Omer vit plus clair devant lui.

Elle respira profondément, le torse tendu comme le fût des chênes. Elle se trouva un corps frais et souple, un cœur silencieux, un sexe insensible. Et elle s’émerveillait toujours du charme du corps étendu.

Comme le jeune homme se mettait à l’œuvre, elle saisit la cougeole, la soutint d’une main et du pli de sa hanche, et partit de ses jambes alertes habituées à porter une gorge pleine.

Elle oubliait la touffe de gui. Omer courut et l’en coiffa brutalement pour s’en débarrasser. Il était triste. Il aurait voulu la coiffer de crêpe et qu’on ne la vît plus. Le gui enveloppa la tête, dégoulina en pluie sur les épaules, et prit racine sur les seins. Elle n’était plus que fruits et petites feuilles. Végétation. Et, lorsqu’elle descendit dans le chemin creux, les bœufs de Pascal levèrent la tête pour la brouter.

XXIV

Un arbre qui tombe et tranche en deux la tête d’un homme, voilà un accident qui n’arrive pas tous les jours. On en parla dans les journaux. Les gens du village en furent fiers comme d’une gloire locale. Et leur médecin acquit une juste notoriété par son explication scientifique du phénomène.

Il démontra que le crâne de Pascal avait été fêlé en plusieurs endroits dans sa jeunesse par des chutes, des coups de cailloux et de bouteilles. Ces fêlures se suivaient sans solution de continuité autour de la tête et la partageaient très également. Au choc de l’arbre, la partie du sommet s’était détachée comme une calotte, avec une rectitude parfaite.

Quoiqu’on fût dans la période des accouchements et qu’il fût par conséquent très absorbé, le médecin préparait sur ses observations une communication qui devait causer de l’émoi à l’Académie de Médecine.

Ourtic le désapprouva, au début, de faire tant de bruit sur cette affaire.
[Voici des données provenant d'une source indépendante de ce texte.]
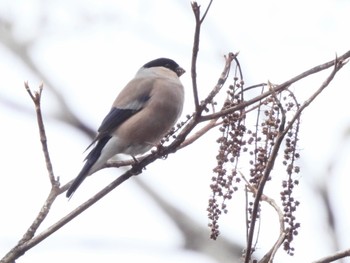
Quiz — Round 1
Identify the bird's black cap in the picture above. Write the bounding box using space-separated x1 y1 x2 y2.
143 58 185 77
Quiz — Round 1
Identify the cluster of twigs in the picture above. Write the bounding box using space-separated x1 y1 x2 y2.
1 1 350 263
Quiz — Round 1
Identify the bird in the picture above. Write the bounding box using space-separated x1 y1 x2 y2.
66 58 185 198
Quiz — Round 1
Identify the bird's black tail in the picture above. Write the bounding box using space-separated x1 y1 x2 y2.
66 136 111 198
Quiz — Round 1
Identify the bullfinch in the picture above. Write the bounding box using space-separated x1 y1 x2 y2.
66 58 185 197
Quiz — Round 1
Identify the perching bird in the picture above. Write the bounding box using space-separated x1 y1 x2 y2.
66 58 185 197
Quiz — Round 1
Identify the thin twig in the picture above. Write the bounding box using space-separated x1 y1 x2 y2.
0 82 59 262
200 50 350 122
244 56 344 263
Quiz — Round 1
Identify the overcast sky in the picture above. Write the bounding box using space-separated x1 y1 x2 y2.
0 0 350 263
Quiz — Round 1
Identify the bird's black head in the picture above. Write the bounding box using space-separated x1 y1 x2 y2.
143 58 185 77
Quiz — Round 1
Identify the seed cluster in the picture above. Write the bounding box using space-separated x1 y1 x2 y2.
208 86 300 255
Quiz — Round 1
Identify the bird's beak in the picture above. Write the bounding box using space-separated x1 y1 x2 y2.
175 67 186 77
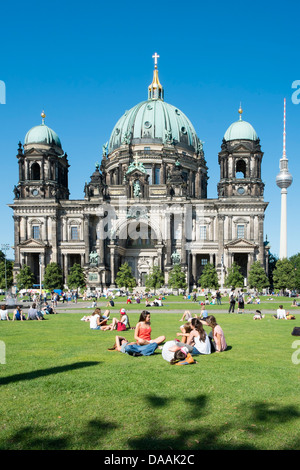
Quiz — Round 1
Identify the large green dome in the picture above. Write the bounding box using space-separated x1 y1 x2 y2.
224 108 258 142
108 99 199 153
24 119 61 148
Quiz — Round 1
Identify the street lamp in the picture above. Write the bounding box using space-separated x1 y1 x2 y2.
39 255 42 299
1 243 10 295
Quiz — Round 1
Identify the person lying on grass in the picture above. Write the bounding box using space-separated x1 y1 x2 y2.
90 308 108 330
134 310 166 346
200 315 227 352
103 308 130 331
187 318 211 355
108 336 158 356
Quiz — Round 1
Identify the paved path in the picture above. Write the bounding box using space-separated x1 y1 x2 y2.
0 298 300 315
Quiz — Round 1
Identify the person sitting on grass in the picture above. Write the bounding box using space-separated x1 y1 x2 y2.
102 308 130 331
273 305 287 320
253 310 265 320
90 308 107 330
176 322 192 344
0 305 10 321
42 302 56 315
108 336 158 356
200 305 208 320
187 318 211 355
200 315 227 352
27 303 44 320
134 310 166 346
179 310 193 321
161 340 193 364
13 306 26 321
286 312 296 320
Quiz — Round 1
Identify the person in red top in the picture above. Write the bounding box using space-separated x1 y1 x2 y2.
134 310 166 346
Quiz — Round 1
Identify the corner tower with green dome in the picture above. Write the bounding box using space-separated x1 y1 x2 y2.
217 106 268 285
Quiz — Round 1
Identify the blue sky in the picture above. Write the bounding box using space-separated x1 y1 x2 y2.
0 0 300 257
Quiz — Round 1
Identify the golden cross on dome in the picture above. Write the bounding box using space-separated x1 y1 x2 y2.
152 52 159 69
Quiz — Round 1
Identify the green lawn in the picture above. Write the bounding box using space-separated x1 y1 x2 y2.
0 306 300 450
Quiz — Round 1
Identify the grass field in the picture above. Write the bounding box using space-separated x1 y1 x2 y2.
0 298 300 451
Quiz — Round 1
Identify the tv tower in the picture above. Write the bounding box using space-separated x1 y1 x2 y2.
276 98 293 259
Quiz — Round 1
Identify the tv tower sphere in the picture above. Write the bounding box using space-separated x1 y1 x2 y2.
276 98 293 259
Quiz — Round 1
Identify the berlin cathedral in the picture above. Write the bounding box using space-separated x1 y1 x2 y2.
9 53 268 290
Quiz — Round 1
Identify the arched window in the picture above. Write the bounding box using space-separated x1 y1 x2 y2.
126 222 157 248
31 163 41 180
235 160 246 178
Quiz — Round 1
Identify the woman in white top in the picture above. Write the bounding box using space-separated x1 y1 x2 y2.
274 305 287 320
90 308 107 330
101 308 130 331
0 305 10 320
187 318 211 355
161 341 193 362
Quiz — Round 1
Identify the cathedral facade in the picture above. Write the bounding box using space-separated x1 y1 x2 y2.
10 54 268 289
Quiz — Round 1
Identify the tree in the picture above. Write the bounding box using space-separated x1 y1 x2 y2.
116 263 136 289
198 263 219 289
290 253 300 291
248 261 270 291
268 253 278 287
43 263 63 290
0 260 14 290
225 261 244 287
168 264 187 289
68 263 86 289
273 258 295 291
145 266 165 292
16 264 34 290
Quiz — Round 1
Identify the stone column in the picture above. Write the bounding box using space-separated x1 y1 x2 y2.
258 215 265 266
51 215 58 263
83 214 90 264
217 215 225 265
109 245 115 287
165 213 172 266
192 253 197 284
63 254 69 283
13 215 21 267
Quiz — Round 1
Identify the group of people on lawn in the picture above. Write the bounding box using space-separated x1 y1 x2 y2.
81 302 227 365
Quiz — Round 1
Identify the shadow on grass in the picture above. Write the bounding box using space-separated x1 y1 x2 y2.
0 361 100 385
0 394 300 452
128 395 300 451
0 420 118 450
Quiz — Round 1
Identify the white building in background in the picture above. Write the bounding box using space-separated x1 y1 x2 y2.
10 55 268 288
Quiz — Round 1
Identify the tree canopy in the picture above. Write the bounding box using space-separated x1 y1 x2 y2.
248 261 270 291
198 263 219 289
168 264 187 289
116 262 136 289
67 263 86 289
273 258 296 291
225 261 244 287
43 263 63 290
16 264 34 290
145 266 165 290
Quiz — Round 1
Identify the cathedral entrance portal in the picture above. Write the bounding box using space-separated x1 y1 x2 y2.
124 250 155 287
234 253 248 285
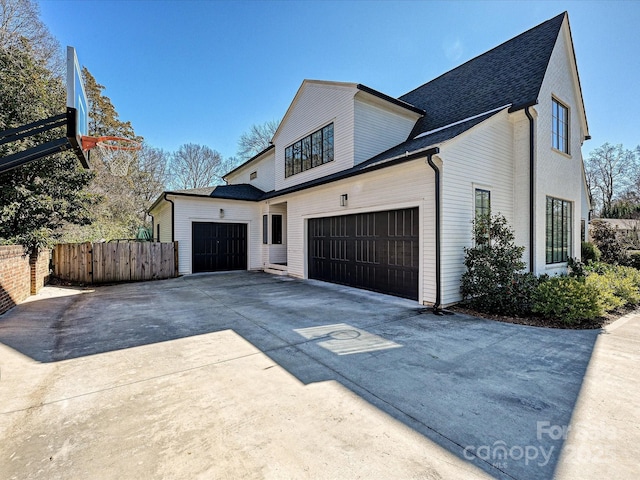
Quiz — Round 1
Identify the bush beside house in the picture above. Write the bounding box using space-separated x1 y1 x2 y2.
460 215 640 325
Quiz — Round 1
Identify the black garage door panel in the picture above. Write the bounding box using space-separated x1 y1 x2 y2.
308 208 420 300
191 222 247 273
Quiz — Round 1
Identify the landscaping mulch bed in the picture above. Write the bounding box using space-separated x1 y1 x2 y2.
447 305 640 330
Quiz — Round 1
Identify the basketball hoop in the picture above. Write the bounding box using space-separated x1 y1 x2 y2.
82 136 142 177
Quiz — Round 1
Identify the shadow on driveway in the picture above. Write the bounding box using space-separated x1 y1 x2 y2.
0 272 599 479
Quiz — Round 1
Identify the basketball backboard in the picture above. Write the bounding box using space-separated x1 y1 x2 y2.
67 47 89 164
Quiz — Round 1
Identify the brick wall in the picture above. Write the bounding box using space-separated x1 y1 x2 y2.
0 245 31 314
29 250 51 295
0 245 51 315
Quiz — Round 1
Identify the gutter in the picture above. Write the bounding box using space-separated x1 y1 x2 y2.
164 192 176 243
524 105 536 273
427 147 442 315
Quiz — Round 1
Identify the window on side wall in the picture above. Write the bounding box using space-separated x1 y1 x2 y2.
475 188 491 246
284 123 333 177
476 188 491 218
271 215 282 245
551 98 569 154
546 197 572 264
262 215 269 245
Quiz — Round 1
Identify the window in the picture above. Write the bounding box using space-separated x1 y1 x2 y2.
284 123 333 177
271 215 282 245
262 215 269 245
476 188 491 218
551 98 569 153
546 197 571 264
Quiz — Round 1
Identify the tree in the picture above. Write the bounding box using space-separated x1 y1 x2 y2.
82 67 136 140
56 68 169 242
238 120 279 161
0 0 65 73
585 143 637 217
0 42 95 251
170 143 227 189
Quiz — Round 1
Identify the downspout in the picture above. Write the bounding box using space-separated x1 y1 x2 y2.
158 192 176 243
524 107 536 273
427 147 442 314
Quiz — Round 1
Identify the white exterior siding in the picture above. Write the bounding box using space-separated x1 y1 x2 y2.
226 149 276 192
273 82 356 190
354 95 420 165
440 111 514 305
168 195 262 274
535 19 585 274
153 201 173 242
278 159 435 302
510 109 535 260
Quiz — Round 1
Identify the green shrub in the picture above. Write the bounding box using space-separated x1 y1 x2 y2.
460 215 536 315
625 251 640 270
585 271 625 313
533 277 604 324
590 220 627 263
580 242 602 263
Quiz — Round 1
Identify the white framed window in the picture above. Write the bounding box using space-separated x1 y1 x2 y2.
551 98 569 154
546 197 573 265
284 123 333 177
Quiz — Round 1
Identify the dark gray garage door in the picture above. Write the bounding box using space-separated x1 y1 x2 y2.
191 222 247 273
308 208 420 300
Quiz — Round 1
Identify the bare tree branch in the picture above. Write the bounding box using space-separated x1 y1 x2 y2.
169 143 226 189
238 120 279 161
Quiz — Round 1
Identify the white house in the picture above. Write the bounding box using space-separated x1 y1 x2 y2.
151 13 590 307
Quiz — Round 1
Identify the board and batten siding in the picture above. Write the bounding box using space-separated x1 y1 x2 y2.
273 81 356 190
227 149 276 192
535 18 588 275
354 96 420 165
278 159 435 302
169 195 262 274
434 110 514 305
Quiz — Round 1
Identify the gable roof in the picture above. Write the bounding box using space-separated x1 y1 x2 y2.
262 107 506 200
149 183 265 212
399 12 566 138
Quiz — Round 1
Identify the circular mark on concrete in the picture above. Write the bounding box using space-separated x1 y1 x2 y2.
329 330 360 340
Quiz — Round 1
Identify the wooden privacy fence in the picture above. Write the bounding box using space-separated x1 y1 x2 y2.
53 242 178 283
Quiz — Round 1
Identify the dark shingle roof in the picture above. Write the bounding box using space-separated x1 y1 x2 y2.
211 183 264 201
166 183 264 201
262 111 498 199
399 12 566 138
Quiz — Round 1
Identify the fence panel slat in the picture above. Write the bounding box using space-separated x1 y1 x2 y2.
53 242 178 283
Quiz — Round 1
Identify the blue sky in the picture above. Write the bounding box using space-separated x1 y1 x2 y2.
40 0 640 161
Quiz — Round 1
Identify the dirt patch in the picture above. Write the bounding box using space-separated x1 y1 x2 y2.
447 305 640 330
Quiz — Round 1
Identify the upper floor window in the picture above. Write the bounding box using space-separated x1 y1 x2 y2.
551 98 569 154
284 123 333 177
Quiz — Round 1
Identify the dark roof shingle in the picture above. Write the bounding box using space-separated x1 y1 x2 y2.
399 12 566 138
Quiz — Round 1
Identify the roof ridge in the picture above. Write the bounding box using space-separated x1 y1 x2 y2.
398 10 568 103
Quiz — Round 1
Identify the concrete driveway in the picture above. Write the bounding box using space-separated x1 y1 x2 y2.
0 272 640 479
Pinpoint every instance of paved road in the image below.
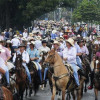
[24,83,100,100]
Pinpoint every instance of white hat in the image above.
[0,45,5,52]
[6,40,11,43]
[52,30,57,34]
[36,36,41,40]
[66,38,74,46]
[30,41,35,45]
[14,35,17,38]
[53,40,60,46]
[77,35,81,37]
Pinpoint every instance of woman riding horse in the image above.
[27,41,42,84]
[13,44,32,86]
[0,48,13,100]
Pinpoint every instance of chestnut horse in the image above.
[1,86,14,100]
[15,53,27,100]
[44,49,83,100]
[94,58,100,100]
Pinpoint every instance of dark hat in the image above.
[78,40,84,43]
[42,40,47,44]
[19,43,26,47]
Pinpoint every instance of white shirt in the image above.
[23,32,28,38]
[94,40,100,44]
[63,47,77,64]
[35,40,42,49]
[11,38,20,46]
[39,46,50,52]
[13,51,30,63]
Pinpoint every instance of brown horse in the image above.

Mais, bientôt, il dut reconnaître son erreur et voua une admiration profonde au médecin. De toutes parts, des blessés, des traumatiques, venaient consulter ce dernier. Grâce à la publicité gratuite des journaux, il était connu dans toute la France. Il habitait un beau pays avec l’eau du gave dans toutes les vallées. Il y restait modestement. Il obtenait des malades si passionnés qu’ils ne pouvaient croire, malgré ses dénégations, qu’il n’avait pas ressoudé un crâne partagé et, en définitive, ressuscité un mort.